Remembering the Clark Foam Shutdown, and What It's Meant to Surfboard Shaping

I was thinking how it’s been 14 years since Clark Foam closed down on December 5, 2005. I know it was a date all shapers and glassers remember. Here’s my recollection of the day, if anyone’s interested:

I was wearing my 3M N95 mask covered in foam while shaping a board at my shop in the hills of Cayucos, Ca. I had been officially trying to make it as a surfboard shaper for 5 years at this point and was really enjoying the work, the customers, and the time I spent in my shaping bay. There’s no internet and no cell service out there so I was always able to unplug, put on some good tunes, and just focus on creating the board in front of me. I did have a couple of neighbors out there that sometimes popped in to say hi and/or have a beer occasionally. I remember that one of them, named Clark of all names, came and knocked on the door loudly that day around 1:30 p.m. He said that my glasser friend, Aaron, had called his house on the land line and needed to talk to me right away. This was not something that ever happened, so immediately I thought, “Well, that’s fuckin’ odd!”

I walked across the dirt road to Clark’s trailer and grabbed the phone off his desk. Aaron goes on to tell me that Clark foam has shut down and that it’s not a joke and that I have to get out of there ASAP and find some blanks to buy from retail stores. I reacted with a shocked silence. Aaron was yelling at me “get in the car and go buy blanks!” I think Clark Foam had faxed out the news of their closure that morning at about 9:30, so the news trickled very slowly up the coast. Since we clearly didn’t have fax technology, it was John Wegener who had called Aaron and alerted him. I immediately jumped into my Volvo 240D wagon (I miss that car) and headed south to Pismo where there was one store who had a stock of blanks. I walked up to the place and saw that Gabriel Lloyd, another local shaper like me, was eyeing blanks with a cool aplomb.

I had a bit more nervous energy and started stacking a pile of ten blanks against the wall trying to gauge how many I could fit into the car. I quickly gave the lady running the store my credit card as though I was worried that she wouldn’t sell me any blanks at all if she knew what had just happened to the industry.

“What’s going on? Why the rush?” she asked me.

I looked at Gabriel and then back to the lady, “Oh nothing. Just got a urgent order to fill right now.”

She said something like, “Well, I don’t know about that. PJ Wahl was just in here too buying a bunch of these foam things. Something’s weird…I need to call the boss real quick.”

I was like, “I’m sorry but I have to run. Could you please just run the card so I can get back to work?” Luckily, she relented and I got the blanks before the price doubled.

I then raced home and called Fiberglass Hawaii in Santa Cruz. The employee seemed casual—did they not know yet? I didn’t say anything until I had bought ten more blanks by phone saying I’d be there in the morning to grab them.
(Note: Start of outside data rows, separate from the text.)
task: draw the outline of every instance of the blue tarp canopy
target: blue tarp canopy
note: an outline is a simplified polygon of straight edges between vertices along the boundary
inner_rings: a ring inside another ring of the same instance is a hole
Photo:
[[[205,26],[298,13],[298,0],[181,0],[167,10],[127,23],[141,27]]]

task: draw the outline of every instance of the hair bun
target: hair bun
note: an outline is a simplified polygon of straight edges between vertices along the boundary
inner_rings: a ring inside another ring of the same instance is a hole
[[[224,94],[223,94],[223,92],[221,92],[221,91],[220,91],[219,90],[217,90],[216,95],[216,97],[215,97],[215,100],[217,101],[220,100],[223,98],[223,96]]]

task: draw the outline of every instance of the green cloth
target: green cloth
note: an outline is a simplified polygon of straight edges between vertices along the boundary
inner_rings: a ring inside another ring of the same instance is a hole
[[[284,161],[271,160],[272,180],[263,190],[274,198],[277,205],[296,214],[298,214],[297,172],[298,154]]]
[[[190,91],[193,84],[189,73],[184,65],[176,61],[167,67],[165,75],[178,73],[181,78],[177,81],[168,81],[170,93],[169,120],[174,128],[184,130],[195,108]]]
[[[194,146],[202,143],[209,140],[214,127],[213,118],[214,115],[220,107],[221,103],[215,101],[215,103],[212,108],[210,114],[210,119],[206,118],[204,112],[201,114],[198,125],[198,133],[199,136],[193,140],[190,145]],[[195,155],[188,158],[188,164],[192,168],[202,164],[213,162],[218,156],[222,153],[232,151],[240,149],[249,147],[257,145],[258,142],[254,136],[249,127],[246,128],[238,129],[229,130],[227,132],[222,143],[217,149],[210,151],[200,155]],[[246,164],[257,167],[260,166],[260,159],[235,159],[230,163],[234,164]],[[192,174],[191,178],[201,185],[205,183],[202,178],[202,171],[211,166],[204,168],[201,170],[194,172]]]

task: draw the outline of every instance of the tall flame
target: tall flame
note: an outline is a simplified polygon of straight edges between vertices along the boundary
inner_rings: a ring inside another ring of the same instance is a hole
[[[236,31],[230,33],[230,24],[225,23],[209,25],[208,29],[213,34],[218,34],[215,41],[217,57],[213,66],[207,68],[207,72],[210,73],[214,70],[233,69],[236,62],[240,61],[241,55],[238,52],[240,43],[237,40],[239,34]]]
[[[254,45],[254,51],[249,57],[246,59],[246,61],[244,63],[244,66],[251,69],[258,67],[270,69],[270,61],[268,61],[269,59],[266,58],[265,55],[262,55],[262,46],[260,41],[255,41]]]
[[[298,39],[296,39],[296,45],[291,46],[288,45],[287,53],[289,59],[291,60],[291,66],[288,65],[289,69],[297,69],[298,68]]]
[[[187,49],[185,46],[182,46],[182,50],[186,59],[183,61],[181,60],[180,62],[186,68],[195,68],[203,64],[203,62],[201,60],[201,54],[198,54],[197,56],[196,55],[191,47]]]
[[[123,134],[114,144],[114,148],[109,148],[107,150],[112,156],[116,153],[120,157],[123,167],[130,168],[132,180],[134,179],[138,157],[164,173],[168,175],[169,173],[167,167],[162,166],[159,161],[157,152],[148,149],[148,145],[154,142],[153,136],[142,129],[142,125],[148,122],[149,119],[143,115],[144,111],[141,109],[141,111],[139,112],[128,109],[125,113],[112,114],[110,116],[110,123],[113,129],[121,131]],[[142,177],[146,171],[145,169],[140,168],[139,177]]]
I remember on Dec 5, I owed Clark Foam 232 dollars on my account. I figured what the hell…they were always good to me I better do the right thing and pay it. Luckily, Patty, the secretary, called me after the check arrived and said that Grubby had allotted me 20 blanks if I could pay for them. He had stored a bunch of blanks for the closing and doled out the last of the last to folks in good standing.

Not sure how they made the determination on how many to each customer but it was a nice gesture in a Willy Wonka kind of way (it was rumored that Gerry Lopez received a thousand because the two were old friends and Grubby was going to be his Oregonian neighbor...and he’s Gerry).

The period that followed was really, really tough for me. I was such a small player in the surfboard world and it was nearly impossible to get good quality blanks for a year or two. International foam companies quickly ramped up production and shipped to California. The blanks I was getting contained many hidden holes, twisted, horrible smelling wood stringers (treated with some chemicals?), and unfamiliar rocker outlines. It was a period of hard work as I had to access the blank, fix any deformities, and then shape my design…filling any blemish holes with drywall mud or making little foam plugs.

It was during this time that the Asian pop-out market really seized on the opportunity and flooded retailers with super cheap surfboard replicas. In Grubby’s analysis of the industry from 2004, he opined that it would be the sophisticated surfer who kept custom orders alive for the board building industry and, for the most part, he was right — we’re still here!

What Grubby didn’t foresee back then is that the greatest surfer in the world — the most “sophisticated” — would loan his name and titles to one of these Asian-made brands. And those shipping containers still keep coming, burning bunker fuel across 8,000 miles of Pacific Ocean, toward U.S. retailers who love the higher profits that these homogenized boards generate for them.

Okay, I got off topic as I do. Thankfully, U.S. Blanks stepped in a few years after the Willy Wonka shutdown and their quality has always been stellar…and they are always finding ways of improving.

Support your local shapers out there!